Наконец тяжелый брус был снят, в замке заскрипел ключ и послышался визг открывающейся калитки.
— Уже слишком поздно пускать кого-либо внутрь, господин, — сказал Яков. — Даже такого уважаемого человека, как вы. Сегодня тревожная ночь, полно пьяных мужланов, не поймешь, что у них на уме. Вы уже второй раз вытащили меня из постели, — добавил он многозначительно. — И еще я впустил чужих людей, которые пришли за вами.
— Ах, Яков, если бы остальная часть мира проводила ночи в покое, и ты, и я могли бы провести ночные часы, предаваясь мирному сну, так ведь? — Он вложил монету в руку привратника. — Но как бы мы тогда заработали себе на хлеб? — добавил он немного раздраженно, направляясь к дому.

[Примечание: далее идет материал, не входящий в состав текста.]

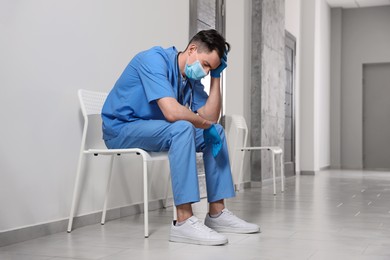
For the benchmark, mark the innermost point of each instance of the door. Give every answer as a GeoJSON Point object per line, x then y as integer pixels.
{"type": "Point", "coordinates": [376, 116]}
{"type": "Point", "coordinates": [289, 129]}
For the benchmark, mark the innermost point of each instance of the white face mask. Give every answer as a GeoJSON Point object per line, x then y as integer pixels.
{"type": "Point", "coordinates": [195, 71]}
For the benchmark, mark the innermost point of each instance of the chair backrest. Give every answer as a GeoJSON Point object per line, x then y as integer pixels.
{"type": "Point", "coordinates": [238, 135]}
{"type": "Point", "coordinates": [91, 104]}
{"type": "Point", "coordinates": [239, 125]}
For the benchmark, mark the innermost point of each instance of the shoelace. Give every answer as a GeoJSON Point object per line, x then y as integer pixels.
{"type": "Point", "coordinates": [200, 226]}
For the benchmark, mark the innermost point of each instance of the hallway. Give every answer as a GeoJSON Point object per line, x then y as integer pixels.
{"type": "Point", "coordinates": [337, 214]}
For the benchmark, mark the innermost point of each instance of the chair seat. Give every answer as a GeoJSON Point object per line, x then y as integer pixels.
{"type": "Point", "coordinates": [275, 149]}
{"type": "Point", "coordinates": [149, 156]}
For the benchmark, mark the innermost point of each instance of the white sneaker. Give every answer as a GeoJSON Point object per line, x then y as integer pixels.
{"type": "Point", "coordinates": [193, 231]}
{"type": "Point", "coordinates": [228, 222]}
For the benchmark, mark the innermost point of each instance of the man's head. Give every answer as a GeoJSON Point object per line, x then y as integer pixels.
{"type": "Point", "coordinates": [206, 48]}
{"type": "Point", "coordinates": [210, 40]}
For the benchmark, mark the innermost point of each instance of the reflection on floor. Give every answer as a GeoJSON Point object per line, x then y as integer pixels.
{"type": "Point", "coordinates": [333, 215]}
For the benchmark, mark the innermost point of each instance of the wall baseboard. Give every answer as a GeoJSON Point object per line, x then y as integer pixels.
{"type": "Point", "coordinates": [308, 173]}
{"type": "Point", "coordinates": [40, 230]}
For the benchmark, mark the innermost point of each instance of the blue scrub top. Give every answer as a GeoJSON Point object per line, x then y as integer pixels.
{"type": "Point", "coordinates": [150, 75]}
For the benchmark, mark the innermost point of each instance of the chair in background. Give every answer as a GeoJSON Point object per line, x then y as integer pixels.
{"type": "Point", "coordinates": [239, 125]}
{"type": "Point", "coordinates": [91, 105]}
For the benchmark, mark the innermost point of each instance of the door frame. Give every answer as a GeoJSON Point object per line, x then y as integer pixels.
{"type": "Point", "coordinates": [291, 42]}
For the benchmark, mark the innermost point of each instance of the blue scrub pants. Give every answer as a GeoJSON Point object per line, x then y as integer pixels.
{"type": "Point", "coordinates": [182, 140]}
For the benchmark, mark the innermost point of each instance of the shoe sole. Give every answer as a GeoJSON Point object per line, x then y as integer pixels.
{"type": "Point", "coordinates": [187, 240]}
{"type": "Point", "coordinates": [236, 231]}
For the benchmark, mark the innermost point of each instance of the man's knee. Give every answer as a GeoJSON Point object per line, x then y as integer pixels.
{"type": "Point", "coordinates": [184, 127]}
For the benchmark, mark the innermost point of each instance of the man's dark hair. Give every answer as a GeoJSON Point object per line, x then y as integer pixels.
{"type": "Point", "coordinates": [209, 40]}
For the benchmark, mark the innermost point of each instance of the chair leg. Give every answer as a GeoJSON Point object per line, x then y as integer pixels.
{"type": "Point", "coordinates": [166, 198]}
{"type": "Point", "coordinates": [273, 171]}
{"type": "Point", "coordinates": [75, 192]}
{"type": "Point", "coordinates": [282, 170]}
{"type": "Point", "coordinates": [174, 212]}
{"type": "Point", "coordinates": [107, 191]}
{"type": "Point", "coordinates": [146, 199]}
{"type": "Point", "coordinates": [167, 191]}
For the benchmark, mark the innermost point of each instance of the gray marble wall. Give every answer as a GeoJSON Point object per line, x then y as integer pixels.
{"type": "Point", "coordinates": [268, 83]}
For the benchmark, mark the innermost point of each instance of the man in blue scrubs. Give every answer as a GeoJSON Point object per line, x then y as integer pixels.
{"type": "Point", "coordinates": [159, 104]}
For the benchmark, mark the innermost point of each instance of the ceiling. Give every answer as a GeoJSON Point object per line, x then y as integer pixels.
{"type": "Point", "coordinates": [357, 3]}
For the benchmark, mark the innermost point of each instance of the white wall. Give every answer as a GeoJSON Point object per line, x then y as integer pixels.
{"type": "Point", "coordinates": [49, 49]}
{"type": "Point", "coordinates": [365, 39]}
{"type": "Point", "coordinates": [335, 97]}
{"type": "Point", "coordinates": [315, 86]}
{"type": "Point", "coordinates": [238, 72]}
{"type": "Point", "coordinates": [322, 84]}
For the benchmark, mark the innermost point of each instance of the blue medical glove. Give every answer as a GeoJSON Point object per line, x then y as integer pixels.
{"type": "Point", "coordinates": [216, 73]}
{"type": "Point", "coordinates": [211, 137]}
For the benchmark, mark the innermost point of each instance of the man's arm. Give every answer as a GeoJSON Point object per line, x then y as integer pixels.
{"type": "Point", "coordinates": [173, 112]}
{"type": "Point", "coordinates": [212, 109]}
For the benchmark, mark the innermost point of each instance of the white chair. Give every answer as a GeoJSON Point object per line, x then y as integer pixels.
{"type": "Point", "coordinates": [238, 125]}
{"type": "Point", "coordinates": [91, 105]}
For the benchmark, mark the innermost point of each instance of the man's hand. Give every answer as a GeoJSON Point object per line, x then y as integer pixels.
{"type": "Point", "coordinates": [216, 73]}
{"type": "Point", "coordinates": [211, 137]}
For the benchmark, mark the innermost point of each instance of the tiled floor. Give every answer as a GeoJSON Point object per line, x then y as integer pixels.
{"type": "Point", "coordinates": [333, 215]}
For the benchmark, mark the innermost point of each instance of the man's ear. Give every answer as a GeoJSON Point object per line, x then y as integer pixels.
{"type": "Point", "coordinates": [192, 48]}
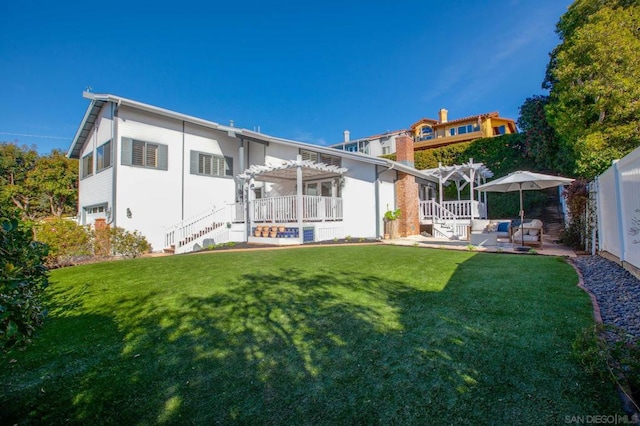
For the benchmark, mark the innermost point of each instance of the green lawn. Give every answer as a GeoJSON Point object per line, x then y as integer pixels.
{"type": "Point", "coordinates": [323, 335]}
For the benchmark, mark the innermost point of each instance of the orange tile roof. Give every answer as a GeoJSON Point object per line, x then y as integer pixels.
{"type": "Point", "coordinates": [436, 123]}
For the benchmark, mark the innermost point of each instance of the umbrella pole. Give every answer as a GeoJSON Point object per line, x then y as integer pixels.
{"type": "Point", "coordinates": [521, 219]}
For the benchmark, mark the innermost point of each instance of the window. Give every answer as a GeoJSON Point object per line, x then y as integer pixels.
{"type": "Point", "coordinates": [325, 188]}
{"type": "Point", "coordinates": [461, 130]}
{"type": "Point", "coordinates": [426, 133]}
{"type": "Point", "coordinates": [205, 164]}
{"type": "Point", "coordinates": [95, 209]}
{"type": "Point", "coordinates": [103, 157]}
{"type": "Point", "coordinates": [87, 165]}
{"type": "Point", "coordinates": [327, 159]}
{"type": "Point", "coordinates": [144, 154]}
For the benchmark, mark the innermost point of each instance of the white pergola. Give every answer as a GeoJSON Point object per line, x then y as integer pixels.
{"type": "Point", "coordinates": [297, 170]}
{"type": "Point", "coordinates": [473, 174]}
{"type": "Point", "coordinates": [292, 170]}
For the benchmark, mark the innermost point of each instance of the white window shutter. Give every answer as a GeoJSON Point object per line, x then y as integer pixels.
{"type": "Point", "coordinates": [163, 157]}
{"type": "Point", "coordinates": [126, 151]}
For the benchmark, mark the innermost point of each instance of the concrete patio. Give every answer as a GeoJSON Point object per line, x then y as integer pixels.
{"type": "Point", "coordinates": [550, 248]}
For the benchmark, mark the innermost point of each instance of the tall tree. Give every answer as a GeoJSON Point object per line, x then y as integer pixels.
{"type": "Point", "coordinates": [15, 164]}
{"type": "Point", "coordinates": [593, 76]}
{"type": "Point", "coordinates": [55, 178]}
{"type": "Point", "coordinates": [540, 140]}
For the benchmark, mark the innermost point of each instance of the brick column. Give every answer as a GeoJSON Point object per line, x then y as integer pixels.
{"type": "Point", "coordinates": [407, 189]}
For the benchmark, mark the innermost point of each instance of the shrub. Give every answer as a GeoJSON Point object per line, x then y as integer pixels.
{"type": "Point", "coordinates": [128, 244]}
{"type": "Point", "coordinates": [23, 276]}
{"type": "Point", "coordinates": [68, 242]}
{"type": "Point", "coordinates": [577, 197]}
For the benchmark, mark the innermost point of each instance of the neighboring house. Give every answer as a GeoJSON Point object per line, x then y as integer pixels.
{"type": "Point", "coordinates": [185, 182]}
{"type": "Point", "coordinates": [430, 133]}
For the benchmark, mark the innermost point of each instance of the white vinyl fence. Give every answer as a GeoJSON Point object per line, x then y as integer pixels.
{"type": "Point", "coordinates": [618, 207]}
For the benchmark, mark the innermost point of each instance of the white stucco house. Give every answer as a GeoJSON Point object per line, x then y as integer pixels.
{"type": "Point", "coordinates": [184, 182]}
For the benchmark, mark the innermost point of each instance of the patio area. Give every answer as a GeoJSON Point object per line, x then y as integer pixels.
{"type": "Point", "coordinates": [551, 248]}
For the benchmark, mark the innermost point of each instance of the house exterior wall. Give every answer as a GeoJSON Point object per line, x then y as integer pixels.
{"type": "Point", "coordinates": [358, 198]}
{"type": "Point", "coordinates": [151, 199]}
{"type": "Point", "coordinates": [148, 200]}
{"type": "Point", "coordinates": [204, 192]}
{"type": "Point", "coordinates": [96, 189]}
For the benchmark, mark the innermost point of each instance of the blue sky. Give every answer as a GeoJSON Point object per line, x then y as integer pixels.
{"type": "Point", "coordinates": [304, 70]}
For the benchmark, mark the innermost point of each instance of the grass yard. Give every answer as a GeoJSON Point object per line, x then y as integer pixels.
{"type": "Point", "coordinates": [322, 335]}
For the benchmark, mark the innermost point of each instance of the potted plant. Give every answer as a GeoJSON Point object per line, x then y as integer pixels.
{"type": "Point", "coordinates": [391, 223]}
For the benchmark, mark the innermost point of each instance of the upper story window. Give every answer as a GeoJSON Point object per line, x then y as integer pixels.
{"type": "Point", "coordinates": [426, 133]}
{"type": "Point", "coordinates": [144, 154]}
{"type": "Point", "coordinates": [103, 157]}
{"type": "Point", "coordinates": [206, 164]}
{"type": "Point", "coordinates": [461, 130]}
{"type": "Point", "coordinates": [86, 168]}
{"type": "Point", "coordinates": [352, 147]}
{"type": "Point", "coordinates": [330, 160]}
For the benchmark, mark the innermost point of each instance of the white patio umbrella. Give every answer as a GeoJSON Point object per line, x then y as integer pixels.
{"type": "Point", "coordinates": [523, 181]}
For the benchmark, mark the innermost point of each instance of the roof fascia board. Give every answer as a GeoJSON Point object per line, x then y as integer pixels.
{"type": "Point", "coordinates": [80, 127]}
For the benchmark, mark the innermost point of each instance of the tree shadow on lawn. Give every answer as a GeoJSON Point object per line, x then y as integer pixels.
{"type": "Point", "coordinates": [323, 348]}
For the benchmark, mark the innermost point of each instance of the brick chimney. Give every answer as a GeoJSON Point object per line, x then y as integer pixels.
{"type": "Point", "coordinates": [406, 189]}
{"type": "Point", "coordinates": [443, 115]}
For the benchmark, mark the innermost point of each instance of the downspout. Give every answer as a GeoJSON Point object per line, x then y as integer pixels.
{"type": "Point", "coordinates": [114, 158]}
{"type": "Point", "coordinates": [182, 174]}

Когда он уже стоял в дверях, его окликнул незнакомый ему голос. Похоже, это был голос подростка. Он говорил с акцентом каталонских горцев.
— Мастер Исаак, — сказал незнакомец, — меня прислали из женского монастыря Святого Даниила. Одна из наших послушниц серьезно заболела. Она кричит от боли. — Он говорил так, как будто с трудом запомнил слова и теперь мучительно вспоминал обрывки фраз. — Мне велели привести вас и сказать, чтобы вы принесли лекарства.
— В женский монастырь? Сегодня ночью? Я только что пришел.
— Мне сказали, что я должен привести вас, — сказал незнакомец, и в его голосе послышалась паника.